Flip-flopping more often than a fish out of water or a goaltender out of position, Philadelphia Flyer Coach Terry Murray will go back to goalie Ron Hextall tonight in an effort to keep the Detroit Red Wings from turning the Stanley Cup finals into a rout.
In the latest of a bizarre series of goaltending switches, lineup changes and altered line combinations, Murray said Wednesday he will start Hextall “for the duration. . . . We’re going to settle it down.” But the duration will be short unless Hextall improves on the performances he and Garth Snow have delivered--and unless the Flyers’ defense tightens and offense improves its output of one even-strength goal in two games.
Hextall started the Cup opener, a 4-2 loss last Saturday. After Murray publicly chided Hextall for giving up a demoralizing 60-foot goal to Steve Yzerman in the first minute of the third period, he went to Snow on a gut feeling. The next feeling in his gut might be an ulcer. Snow failed in the clutch, yielding a soft 50-foot goal by Kirk Maltby after the Flyers had clawed back to tie the score. The Red Wings scored an insurance goal on a two-on-one break in the third period for another 4-2 win to take a 2-0 series lead back to Joe Louis Arena, where they are 7-1 in the playoffs.
Snow became the Flyers’ playoff starter after Hextall faltered late in the season. Snow started every game of their first-round victory over Pittsburgh and the first four against Buffalo before a 5-4 overtime loss spurred Murray to start Hextall in the fifth and final game. Murray went back to Snow in Games 1 and 2 of the Eastern Conference finals against the New York Rangers, but reverted to Hextall after a horrible outing by Snow in the Flyers’ 5-4 loss in Game 2. Hextall finished that series.
With the situation growing dire--only two teams have rallied to win the Cup after losing the first two games at home--Murray is putting the Flyers’ fate back in Hextall’s hands.
“Why? To win games. That’s as plain and simple as I can say it,” Murray said. “Going back over the year, we got great goaltending from both our goalies, and we got great goaltending in the playoffs. . . . I don’t have any regrets [over his goaltending choices]. Snowy has played very well for us. He played very well against Pittsburgh and Buffalo. If the situation was that he hadn’t played any playoff games, that would be different.
“We’re down two games. Hexy’s playing and we have to go into their building and win.”
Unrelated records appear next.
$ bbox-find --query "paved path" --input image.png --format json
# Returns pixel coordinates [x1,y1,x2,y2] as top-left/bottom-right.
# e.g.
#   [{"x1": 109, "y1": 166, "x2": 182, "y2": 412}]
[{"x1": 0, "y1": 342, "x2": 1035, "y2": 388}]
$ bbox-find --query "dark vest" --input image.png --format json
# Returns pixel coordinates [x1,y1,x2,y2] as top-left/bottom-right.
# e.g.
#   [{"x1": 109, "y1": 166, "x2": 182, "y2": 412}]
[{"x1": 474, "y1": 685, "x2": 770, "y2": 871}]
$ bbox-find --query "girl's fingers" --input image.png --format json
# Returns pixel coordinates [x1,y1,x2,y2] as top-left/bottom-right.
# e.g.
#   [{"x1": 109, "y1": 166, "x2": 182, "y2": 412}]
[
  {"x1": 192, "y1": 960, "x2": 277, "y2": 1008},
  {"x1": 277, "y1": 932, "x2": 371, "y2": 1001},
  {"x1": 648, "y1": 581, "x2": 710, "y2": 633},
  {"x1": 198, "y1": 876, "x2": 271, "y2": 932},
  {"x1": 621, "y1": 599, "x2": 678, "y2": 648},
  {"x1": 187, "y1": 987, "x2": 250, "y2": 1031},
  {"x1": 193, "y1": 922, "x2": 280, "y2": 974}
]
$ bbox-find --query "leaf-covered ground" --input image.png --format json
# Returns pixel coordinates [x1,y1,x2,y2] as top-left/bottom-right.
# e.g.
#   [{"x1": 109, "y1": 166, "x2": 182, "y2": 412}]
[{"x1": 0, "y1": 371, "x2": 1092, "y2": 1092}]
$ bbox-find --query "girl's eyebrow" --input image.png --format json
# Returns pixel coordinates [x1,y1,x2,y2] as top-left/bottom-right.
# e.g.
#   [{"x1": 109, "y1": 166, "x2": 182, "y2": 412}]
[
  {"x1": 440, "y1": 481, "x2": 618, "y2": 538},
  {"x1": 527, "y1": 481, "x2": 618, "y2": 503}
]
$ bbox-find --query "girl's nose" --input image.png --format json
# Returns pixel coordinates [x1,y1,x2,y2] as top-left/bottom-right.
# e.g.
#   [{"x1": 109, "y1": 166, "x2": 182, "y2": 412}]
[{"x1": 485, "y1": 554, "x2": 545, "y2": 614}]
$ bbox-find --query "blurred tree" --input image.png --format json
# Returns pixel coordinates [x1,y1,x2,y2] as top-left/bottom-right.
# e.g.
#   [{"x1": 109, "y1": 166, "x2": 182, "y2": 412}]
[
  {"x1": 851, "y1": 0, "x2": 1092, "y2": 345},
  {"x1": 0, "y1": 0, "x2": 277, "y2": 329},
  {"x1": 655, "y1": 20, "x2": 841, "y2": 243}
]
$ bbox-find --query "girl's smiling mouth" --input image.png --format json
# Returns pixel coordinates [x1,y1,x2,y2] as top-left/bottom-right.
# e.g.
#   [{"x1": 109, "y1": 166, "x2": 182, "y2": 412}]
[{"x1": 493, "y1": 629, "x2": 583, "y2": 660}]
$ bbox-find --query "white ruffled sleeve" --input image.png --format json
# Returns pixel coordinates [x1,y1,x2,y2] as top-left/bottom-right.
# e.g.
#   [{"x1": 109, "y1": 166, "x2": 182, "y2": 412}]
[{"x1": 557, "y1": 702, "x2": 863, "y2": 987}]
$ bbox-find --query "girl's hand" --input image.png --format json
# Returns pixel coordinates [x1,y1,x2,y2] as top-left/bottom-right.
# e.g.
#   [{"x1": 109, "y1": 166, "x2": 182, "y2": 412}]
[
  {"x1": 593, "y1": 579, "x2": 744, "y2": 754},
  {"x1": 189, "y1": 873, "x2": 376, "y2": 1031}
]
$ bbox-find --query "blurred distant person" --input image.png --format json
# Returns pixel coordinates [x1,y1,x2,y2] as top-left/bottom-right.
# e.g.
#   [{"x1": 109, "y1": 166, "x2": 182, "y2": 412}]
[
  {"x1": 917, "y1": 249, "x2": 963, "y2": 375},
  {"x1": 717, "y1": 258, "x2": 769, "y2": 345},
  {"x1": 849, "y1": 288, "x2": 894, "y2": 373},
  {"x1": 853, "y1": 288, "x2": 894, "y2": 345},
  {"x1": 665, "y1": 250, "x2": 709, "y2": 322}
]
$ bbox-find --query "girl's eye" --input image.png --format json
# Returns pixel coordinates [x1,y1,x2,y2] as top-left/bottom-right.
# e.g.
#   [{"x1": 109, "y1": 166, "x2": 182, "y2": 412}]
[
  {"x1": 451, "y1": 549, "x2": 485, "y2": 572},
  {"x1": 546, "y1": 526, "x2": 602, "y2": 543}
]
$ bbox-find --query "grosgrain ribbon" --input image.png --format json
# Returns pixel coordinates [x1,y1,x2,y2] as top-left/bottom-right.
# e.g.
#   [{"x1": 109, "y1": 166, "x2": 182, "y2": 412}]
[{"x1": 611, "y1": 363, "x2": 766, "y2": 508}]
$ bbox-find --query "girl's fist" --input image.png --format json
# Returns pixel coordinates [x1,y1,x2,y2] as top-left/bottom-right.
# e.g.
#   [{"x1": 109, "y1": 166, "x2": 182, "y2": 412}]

In another possible change, defenseman Paul Coffey is questionable because of a concussion he sustained when he was hit by Detroit’s Darren McCarty late in Tuesday’s game. That occurred after the many defensive gaffes Coffey committed to push his plus/minus ratio for the series to minus-five.
Coffey didn’t accompany the team to Detroit but is scheduled to undergo tests today in hopes of being cleared to play. If not, he would be replaced by Michel Petit, who was benched before the playoffs, played one game against the Rangers and was benched again after a foolish penalty in the third game left the Flyers short-handed for four minutes. The Flyers lost defenseman Petr Svoboda last Saturday because of a broken bone in his foot.
Hextall said he believes the Flyers can overcome the adversity of injuries and being on enemy ice.
“I’m extremely happy to have an opportunity to play again,” said Hextall, who is 4-1 with a 2.58 goals-against average and .904 save percentage in the playoffs. “We’re down, 2-0, but we’re excited about where we are. Being in Detroit is going to help us. We’re going to play a simpler game.”
Murray again said the Flyers must forecheck more persistently and eliminate giveaways. “We feel after two games, we’ve given up the two games,” he said. “Detroit has not come out and beat us. We’re the ones that made the bad decisions and the turnovers.”
The Red Wings insisted they’re more concerned about themselves than about the opposing goalies and are wary of the Flyers’ 6-1 playoff road record. “We know we have to be ready,” Detroit defenseman Nicklas Lidstrom said. “I think we can play better.”
And there’s the difference. They can improve after winning the first two games, but the Flyers must improve or face an 0-3 deficit. Only the 1942 Toronto Maple Leafs have overcome that deficit in the finals.
“I think our hockey club is very well prepared,” said goalie Mike Vernon, who is one victory from triggering a clause in his contract that would give him a $2.3-million contract next season.
Former Buffalo defenseman Jim Schoenfeld, fired by the Washington Capitals as their coach on Tuesday, is considered a strong choice to become the Sabres’ general manager, and former Boston Bruins forward and coach Terry O’Reilly has interviewed for the Buffalo coaching job, which could become vacated by Ted Nolan.